La falsa felicidad, los vicios
La falsa felicidad es aquella que nos promueven a través de la cultura familiar, el tipo de información que recibimos a través de la televisión, la música, el cine y las relaciones sociales que sostenemos a través de nuestras vidas van formando un patrón de creencia donde se crea la creencia de que la felicidad está en la riqueza, en fumar su buen cigarrillo o beberse una buena copa de alcohol.
Nos venden la idea de que la felicidad está en fumarse un cigarrillo después de beberse a un café, tomarse un par de copas de alcohol en una cafetería o ir a dar unas buenas vacaciones en un lugar emocionante.
Los vicios y la felicidad
Deber una copa de vino no está mal lo que realmente está mal son los excesos. Cuando la persona pierde la capacidad de razonar claramente entra en un terreno muy peligroso donde no es solamente consciente ni de lo que hacen ni de lo que dice. Es una sustancia que altera tu mente de manera negativa poniendo en peligro la vida de la persona si debe luego tomar el vehículo para conducir hacia su hogar. Pone su vida en peligro y también la de otras personas.
El beber en exceso y fumar son señales de una persona que no es feliz. Todos sabemos que una persona plenamente feliz no va a sentir la necesidad en adoptar hábitos tóxicos que perjudican su cuerpo.

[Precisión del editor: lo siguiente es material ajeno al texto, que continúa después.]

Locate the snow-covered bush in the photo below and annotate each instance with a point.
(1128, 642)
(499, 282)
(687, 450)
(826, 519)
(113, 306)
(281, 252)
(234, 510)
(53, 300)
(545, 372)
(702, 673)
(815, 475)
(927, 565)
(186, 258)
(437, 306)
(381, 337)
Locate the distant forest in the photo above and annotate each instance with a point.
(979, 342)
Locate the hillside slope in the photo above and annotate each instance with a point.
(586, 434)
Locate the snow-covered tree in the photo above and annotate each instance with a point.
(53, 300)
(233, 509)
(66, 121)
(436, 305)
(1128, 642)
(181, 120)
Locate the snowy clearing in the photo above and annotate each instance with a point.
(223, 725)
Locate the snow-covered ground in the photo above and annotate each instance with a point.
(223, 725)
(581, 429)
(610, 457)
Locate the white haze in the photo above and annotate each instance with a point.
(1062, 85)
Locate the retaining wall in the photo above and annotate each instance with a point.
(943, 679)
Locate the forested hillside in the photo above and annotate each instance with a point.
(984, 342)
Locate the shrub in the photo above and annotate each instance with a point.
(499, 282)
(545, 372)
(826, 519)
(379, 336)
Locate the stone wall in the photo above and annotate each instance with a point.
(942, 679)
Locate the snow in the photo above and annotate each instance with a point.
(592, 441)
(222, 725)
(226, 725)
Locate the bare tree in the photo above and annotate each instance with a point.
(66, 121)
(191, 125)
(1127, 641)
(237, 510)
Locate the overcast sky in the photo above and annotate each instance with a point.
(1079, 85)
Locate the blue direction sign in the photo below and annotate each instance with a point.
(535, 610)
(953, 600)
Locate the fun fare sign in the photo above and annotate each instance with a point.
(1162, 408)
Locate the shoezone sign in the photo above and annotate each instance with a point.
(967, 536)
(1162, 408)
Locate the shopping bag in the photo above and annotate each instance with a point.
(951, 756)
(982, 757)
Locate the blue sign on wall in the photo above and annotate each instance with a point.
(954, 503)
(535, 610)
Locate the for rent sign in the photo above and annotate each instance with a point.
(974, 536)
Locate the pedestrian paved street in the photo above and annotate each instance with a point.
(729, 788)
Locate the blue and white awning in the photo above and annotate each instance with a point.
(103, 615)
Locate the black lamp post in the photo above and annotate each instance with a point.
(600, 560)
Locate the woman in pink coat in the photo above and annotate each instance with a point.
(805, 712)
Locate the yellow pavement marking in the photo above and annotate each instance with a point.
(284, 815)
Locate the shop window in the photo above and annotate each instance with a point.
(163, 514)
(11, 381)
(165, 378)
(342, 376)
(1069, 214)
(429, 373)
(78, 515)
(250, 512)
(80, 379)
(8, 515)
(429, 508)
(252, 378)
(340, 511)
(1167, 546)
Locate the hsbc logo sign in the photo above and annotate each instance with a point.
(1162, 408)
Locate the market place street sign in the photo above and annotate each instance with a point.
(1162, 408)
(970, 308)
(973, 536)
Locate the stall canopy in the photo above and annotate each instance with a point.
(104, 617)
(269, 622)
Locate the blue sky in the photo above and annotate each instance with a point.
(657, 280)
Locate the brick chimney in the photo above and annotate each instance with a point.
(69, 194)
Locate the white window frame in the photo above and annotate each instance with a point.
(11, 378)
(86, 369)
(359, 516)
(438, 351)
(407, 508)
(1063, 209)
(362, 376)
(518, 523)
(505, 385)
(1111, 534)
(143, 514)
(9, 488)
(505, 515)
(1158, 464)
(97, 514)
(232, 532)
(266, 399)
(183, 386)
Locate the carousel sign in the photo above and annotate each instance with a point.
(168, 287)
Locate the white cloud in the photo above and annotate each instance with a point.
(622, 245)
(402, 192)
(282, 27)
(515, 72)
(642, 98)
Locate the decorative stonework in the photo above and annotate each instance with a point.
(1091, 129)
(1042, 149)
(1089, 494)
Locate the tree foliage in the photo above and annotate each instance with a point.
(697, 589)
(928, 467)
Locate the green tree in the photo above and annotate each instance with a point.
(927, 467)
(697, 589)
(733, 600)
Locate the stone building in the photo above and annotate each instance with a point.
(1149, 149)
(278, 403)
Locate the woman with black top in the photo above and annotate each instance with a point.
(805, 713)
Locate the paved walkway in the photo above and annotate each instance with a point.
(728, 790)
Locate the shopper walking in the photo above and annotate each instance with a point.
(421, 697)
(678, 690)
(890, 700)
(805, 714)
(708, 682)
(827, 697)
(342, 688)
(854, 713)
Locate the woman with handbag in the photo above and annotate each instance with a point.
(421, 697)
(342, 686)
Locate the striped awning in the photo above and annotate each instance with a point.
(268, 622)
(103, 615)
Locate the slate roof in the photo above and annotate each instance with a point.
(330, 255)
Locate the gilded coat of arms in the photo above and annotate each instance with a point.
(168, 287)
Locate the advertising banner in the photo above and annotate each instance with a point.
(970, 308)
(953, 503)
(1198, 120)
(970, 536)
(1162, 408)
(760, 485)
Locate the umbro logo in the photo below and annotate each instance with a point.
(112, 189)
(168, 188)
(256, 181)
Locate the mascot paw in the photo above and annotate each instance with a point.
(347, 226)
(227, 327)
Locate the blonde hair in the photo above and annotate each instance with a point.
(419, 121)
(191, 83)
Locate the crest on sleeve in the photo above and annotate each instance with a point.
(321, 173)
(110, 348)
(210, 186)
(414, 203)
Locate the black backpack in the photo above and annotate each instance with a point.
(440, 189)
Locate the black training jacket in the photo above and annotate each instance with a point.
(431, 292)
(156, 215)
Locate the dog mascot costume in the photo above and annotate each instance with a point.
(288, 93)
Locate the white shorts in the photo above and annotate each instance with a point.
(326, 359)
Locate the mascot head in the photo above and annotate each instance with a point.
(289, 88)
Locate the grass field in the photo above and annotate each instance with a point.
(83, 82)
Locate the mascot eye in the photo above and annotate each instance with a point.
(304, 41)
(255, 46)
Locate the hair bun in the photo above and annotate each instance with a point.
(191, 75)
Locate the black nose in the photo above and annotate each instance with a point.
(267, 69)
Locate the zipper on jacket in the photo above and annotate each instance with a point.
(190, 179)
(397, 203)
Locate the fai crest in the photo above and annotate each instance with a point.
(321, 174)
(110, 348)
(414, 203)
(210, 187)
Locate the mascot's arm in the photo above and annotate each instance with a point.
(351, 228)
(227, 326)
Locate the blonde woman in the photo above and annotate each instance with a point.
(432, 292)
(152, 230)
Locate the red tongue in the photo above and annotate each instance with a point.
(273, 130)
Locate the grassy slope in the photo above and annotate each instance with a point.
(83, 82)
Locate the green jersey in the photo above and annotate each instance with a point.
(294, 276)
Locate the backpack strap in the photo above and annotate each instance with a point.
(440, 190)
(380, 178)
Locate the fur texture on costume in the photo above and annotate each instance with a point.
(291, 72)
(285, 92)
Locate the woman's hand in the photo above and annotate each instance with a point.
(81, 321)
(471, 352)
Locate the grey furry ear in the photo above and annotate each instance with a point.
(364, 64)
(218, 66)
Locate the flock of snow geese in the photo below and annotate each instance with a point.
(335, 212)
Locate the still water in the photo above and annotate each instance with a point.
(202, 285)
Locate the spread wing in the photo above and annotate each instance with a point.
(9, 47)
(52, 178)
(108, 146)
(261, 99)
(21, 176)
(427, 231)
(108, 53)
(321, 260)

Una persona que fuma o bebe en exceso está tratando de llenar una carencia o vacío interior. Hay un problema no resuelto que trata de anestesiar mediante el tabaco o el alcohol.
Las personas ven estos hábitos dañinos como su salvación sienten que allí han encontrado un poco de tranquilidad pero es una tranquilidad disfrazada que antes o después se cobra la factura.
Beberse una copa de alcohol no tiene nada de malo pero cuando caemos en los excesos es cuando los sistemas de alarma se disparan diciendo que hay algo que sanar en nuestro interior.
Cuando una persona tiene un problema con el alcohol o fuma o se droga es una persona que no tiene una relación sana consigo misma.
Es una persona que tiene pensamientos negativos hacia sí misma. No tiene una relación sana consigo misma a través de sus pensamientos y en la manera que se proyecta hacia los demás.
Los vicios son el detonante de un alma que necesita sanar la relación que tiene consigo misma. Hay una falta de amor propio en todas aquellas personas que eligen los vicios y los hábitos tóxicos y negativos que perjudica a su salud física.
Para sanar estos vicios y esta dependencia de alcohol hay que cambiar la manera en que nos relacionamos con nosotros mismos con Dios y con los demás.
Una persona que continua con este hábito es porque está totalmente convencida de que necesita continuar con ese hábito en su vida y hasta que siga creyendo afirmando que realmente lo necesita seguirá en ese círculo tóxico.
El primer paso para alejarse de los vicios es primero reconocerlo.
Es importante reconocer que estamos utilizando hábitos que perjudican nuestra salud y mientras la persona no tenga la capacidad de reconocerlo no podrá salir de allí.
La segunda cosa importante es reconocer que no necesita recurrir a ese hábito tóxico para estar bien.
Las personas se tienen que convencer de que no lo necesita absolutamente. Cuando la persona esté totalmente convencida de que no lo necesita el cuerpo se va a alinear con esa creencia y va a responder de manera congruente.
Si tú estás completamente convencido de que no necesitas fumar o no necesitas beber alcohol en exceso tu cuerpo no te lo va a pedir porque tú ya le has dado una orden mental a través de la convicción que tienes de que no necesitas fumar o beber en exceso para estar bien.
Cuando primero se hace reconocimiento de que estamos ante un hábito tóxico que puede destruir nuestra salud y luego puede aceptar que no necesita esos hábitos negativos para estar bien entonces es cuando el cambio empieza a dar sus frutos.
Otro aspecto importante que la persona tiene que trabajar es la manera en que se habla a sí misma.
Generalmente las personas son muy crueles consigo mismas y mantienen un diálogo interno muy negativo de sí mismas y eso genera emociones negativas que luego pueden hacer que la persona siga en el círculo vicioso de los hábitos negativos. Los hábitos negativos vienen siendo su manera de escapar de esas emociones negativas que son generadas por esos pensamientos negativos que tiene hacia sí mismo.
Las personas pueden tener pensamientos relacionados con sentirse un fracaso también pueden estar abrumados por preocupaciones, estrés, ansiedad y miedos. Todo esto provoca un estado emocional desequilibrado donde la persona no sabe como defenderse de todas esas emociones negativas y fácilmente cae en el círculo vicioso de los vicios.